Hi Lostboy,
I think it would be better if the schools were regulated and had to conform to existing IMCA guidelines ITO admission criteria and ensure that the course is relevant and meets the needs of the industry. If you take a tech (mech/elec/electronics/hydraulics) and follow the IMCA ROV training guidelines (ROV induction, hydraulic and electrical safety as a minimum as described by IMCA in the guidance notes), make the trainee understand the competence scheme and how to prepare for an assessment in the field, you shoul dbe good to go. This will take about 2 weeks.
This idea of regulating the schools is not new. They do it for dive training, but not ROV hence we have so many bodies doing courses with little or no chance of getting work afterwards as no company would consider a non-tech on the basis of a 3-8 week ROV course with tech add-ons.
If this regulation started, schools that are dodgy would not pass audits and would lack the IMCA-accreditation to do the training so hopefully potential students would stay away as the qualification would be uselss.

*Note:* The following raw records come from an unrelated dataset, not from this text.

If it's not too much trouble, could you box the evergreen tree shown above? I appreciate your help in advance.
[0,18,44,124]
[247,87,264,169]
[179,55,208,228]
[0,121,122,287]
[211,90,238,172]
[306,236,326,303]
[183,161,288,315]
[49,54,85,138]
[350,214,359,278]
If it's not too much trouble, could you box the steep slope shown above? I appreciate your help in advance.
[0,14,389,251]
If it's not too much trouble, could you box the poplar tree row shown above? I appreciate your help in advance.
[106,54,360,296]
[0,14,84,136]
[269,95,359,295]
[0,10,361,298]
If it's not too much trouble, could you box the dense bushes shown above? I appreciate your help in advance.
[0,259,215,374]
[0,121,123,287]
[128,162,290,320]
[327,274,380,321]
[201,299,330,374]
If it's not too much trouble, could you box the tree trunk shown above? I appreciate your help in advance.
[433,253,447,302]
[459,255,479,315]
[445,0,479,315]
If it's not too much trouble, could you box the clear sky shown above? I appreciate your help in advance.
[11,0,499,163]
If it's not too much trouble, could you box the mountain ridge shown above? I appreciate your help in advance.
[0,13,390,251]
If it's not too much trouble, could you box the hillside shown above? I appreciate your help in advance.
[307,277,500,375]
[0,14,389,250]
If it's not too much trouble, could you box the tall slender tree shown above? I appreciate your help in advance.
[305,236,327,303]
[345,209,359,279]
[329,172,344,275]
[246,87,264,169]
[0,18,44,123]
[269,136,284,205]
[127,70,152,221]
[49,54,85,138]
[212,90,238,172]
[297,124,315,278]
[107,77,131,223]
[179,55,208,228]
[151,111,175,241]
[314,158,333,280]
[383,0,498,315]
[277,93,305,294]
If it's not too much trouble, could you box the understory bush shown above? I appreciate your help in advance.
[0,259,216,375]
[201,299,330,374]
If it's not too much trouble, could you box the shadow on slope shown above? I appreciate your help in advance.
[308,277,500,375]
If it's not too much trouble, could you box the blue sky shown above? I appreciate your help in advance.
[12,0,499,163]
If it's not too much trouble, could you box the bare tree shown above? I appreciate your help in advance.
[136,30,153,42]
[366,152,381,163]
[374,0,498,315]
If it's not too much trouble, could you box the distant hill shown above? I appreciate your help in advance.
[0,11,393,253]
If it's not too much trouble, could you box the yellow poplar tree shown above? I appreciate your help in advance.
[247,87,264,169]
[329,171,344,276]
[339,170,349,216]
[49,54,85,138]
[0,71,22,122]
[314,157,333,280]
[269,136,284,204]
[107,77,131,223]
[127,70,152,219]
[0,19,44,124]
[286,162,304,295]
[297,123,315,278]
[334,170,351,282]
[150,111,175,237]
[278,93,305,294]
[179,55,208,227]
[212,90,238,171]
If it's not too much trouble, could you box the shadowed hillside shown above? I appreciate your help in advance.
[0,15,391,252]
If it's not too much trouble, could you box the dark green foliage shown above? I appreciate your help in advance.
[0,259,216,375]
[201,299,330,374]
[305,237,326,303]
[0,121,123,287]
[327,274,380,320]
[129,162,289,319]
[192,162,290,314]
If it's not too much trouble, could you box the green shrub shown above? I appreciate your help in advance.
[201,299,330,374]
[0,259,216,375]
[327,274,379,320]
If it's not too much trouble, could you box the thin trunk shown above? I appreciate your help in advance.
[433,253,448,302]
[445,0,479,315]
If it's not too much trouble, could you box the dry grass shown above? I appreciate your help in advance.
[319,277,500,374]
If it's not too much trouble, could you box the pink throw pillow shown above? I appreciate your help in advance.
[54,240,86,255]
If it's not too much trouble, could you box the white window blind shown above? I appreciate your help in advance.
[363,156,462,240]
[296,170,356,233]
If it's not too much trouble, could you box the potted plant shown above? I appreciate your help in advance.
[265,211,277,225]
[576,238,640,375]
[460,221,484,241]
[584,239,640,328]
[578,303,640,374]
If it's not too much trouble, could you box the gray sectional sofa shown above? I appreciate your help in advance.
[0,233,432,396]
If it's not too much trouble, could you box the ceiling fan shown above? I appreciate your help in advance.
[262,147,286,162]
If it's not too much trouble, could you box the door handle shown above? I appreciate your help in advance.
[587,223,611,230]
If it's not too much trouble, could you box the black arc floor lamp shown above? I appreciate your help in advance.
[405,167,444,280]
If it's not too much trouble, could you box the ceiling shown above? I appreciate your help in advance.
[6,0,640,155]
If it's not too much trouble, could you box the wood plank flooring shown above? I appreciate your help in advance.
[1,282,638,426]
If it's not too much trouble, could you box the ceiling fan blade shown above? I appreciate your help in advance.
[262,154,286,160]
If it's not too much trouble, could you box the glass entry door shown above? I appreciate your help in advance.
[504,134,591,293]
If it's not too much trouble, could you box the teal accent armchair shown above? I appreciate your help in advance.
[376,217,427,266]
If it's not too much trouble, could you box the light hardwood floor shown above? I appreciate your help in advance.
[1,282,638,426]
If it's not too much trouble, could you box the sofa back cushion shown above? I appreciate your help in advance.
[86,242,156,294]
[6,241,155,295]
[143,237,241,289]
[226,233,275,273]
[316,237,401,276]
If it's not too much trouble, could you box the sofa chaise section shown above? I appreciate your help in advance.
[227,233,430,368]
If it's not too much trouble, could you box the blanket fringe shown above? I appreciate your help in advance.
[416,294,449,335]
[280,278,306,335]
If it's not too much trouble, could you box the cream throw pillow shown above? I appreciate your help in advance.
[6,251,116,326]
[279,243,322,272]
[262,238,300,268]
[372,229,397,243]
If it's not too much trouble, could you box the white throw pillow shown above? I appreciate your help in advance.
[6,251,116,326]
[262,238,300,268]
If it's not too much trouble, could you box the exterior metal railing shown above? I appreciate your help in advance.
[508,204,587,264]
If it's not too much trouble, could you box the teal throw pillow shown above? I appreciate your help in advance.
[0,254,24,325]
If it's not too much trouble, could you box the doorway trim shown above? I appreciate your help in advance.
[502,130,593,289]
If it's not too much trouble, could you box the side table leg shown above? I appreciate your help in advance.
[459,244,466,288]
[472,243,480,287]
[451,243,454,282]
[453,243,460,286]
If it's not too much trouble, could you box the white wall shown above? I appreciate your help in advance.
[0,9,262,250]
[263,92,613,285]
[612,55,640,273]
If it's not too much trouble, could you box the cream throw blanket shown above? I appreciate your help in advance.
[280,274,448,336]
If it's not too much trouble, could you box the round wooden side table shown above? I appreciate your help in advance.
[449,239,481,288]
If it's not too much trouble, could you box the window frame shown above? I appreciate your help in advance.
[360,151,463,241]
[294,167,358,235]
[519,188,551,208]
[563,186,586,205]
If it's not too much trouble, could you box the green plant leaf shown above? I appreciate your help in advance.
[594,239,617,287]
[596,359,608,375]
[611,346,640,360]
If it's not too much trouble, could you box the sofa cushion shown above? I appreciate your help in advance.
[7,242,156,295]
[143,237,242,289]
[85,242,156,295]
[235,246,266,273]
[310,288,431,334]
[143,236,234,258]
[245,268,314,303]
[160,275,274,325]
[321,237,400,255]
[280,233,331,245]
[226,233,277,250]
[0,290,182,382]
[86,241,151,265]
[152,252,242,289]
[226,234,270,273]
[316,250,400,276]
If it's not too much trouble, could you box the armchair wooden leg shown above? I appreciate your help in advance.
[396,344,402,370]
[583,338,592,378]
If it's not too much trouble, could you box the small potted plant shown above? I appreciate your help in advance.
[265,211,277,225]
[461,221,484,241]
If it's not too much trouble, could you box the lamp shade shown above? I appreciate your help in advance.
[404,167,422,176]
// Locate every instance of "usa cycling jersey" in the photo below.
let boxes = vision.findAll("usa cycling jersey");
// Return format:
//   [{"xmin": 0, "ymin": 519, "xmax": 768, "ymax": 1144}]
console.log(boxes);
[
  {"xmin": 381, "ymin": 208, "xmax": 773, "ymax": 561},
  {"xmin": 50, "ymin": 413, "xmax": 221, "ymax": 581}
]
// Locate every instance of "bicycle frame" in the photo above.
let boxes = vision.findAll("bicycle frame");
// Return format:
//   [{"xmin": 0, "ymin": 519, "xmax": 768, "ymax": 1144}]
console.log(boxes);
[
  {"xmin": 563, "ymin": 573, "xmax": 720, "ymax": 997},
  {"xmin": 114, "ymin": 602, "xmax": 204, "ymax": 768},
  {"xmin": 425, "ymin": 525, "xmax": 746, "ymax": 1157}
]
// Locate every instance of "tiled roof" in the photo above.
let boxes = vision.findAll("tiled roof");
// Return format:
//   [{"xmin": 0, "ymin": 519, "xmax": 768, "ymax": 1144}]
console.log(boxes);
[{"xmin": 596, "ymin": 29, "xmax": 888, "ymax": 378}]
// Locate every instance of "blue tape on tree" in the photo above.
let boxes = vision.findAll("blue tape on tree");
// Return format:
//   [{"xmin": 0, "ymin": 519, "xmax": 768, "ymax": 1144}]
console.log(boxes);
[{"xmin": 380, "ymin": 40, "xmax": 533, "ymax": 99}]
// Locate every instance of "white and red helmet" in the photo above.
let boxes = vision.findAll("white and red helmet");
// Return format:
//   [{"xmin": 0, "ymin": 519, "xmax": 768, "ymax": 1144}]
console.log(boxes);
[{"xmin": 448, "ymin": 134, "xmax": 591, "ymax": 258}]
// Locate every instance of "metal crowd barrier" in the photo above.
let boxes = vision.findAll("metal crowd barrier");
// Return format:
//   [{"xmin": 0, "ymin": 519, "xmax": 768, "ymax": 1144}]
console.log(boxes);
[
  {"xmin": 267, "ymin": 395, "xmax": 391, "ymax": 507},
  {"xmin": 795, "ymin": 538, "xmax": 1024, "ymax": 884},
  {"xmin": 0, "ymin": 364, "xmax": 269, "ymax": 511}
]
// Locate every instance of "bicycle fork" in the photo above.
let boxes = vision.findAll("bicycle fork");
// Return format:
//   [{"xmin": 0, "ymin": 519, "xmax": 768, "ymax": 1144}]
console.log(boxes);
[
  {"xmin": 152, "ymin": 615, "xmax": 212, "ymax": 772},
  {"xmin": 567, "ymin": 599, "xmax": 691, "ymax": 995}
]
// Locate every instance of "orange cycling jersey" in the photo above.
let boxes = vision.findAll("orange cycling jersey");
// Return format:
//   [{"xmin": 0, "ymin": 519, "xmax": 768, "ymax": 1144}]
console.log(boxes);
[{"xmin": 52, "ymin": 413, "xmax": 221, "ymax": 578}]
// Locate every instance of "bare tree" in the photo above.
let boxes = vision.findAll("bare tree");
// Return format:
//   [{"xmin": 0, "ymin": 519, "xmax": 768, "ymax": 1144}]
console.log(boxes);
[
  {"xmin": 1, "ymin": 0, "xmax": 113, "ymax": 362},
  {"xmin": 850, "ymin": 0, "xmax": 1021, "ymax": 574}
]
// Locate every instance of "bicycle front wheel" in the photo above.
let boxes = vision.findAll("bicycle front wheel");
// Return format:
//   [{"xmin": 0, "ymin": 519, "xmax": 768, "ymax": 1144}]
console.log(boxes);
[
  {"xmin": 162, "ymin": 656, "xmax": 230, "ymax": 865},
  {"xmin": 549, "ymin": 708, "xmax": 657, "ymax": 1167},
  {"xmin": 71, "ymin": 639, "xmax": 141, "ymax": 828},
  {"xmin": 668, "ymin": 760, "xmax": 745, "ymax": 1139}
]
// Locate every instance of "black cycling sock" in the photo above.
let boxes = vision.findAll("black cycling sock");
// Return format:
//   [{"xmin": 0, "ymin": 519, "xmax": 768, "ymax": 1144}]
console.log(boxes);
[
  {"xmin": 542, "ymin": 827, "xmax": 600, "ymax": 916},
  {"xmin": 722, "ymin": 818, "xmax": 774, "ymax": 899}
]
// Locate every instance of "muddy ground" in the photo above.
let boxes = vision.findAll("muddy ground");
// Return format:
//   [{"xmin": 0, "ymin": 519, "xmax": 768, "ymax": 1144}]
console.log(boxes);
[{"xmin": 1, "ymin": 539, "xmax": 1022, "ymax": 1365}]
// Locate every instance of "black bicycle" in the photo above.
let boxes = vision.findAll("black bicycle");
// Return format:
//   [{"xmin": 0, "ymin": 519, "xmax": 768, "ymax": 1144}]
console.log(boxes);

I mean, who would do a commercial diving course at a commercial diving school that is not accredited by IMCA to present adn issue IMCA-recognised certs?
If this were done, the schools that are not up to scratch would have to either shut down or pick up the standard.
Aslo, it would men that a ccourse delegate who completes, passes and earns a P/T II cert of competence (not to be confused with completing the 10 core P/T II competencies as a certain school on the west coast of Scotland does), the certificate woul mean something.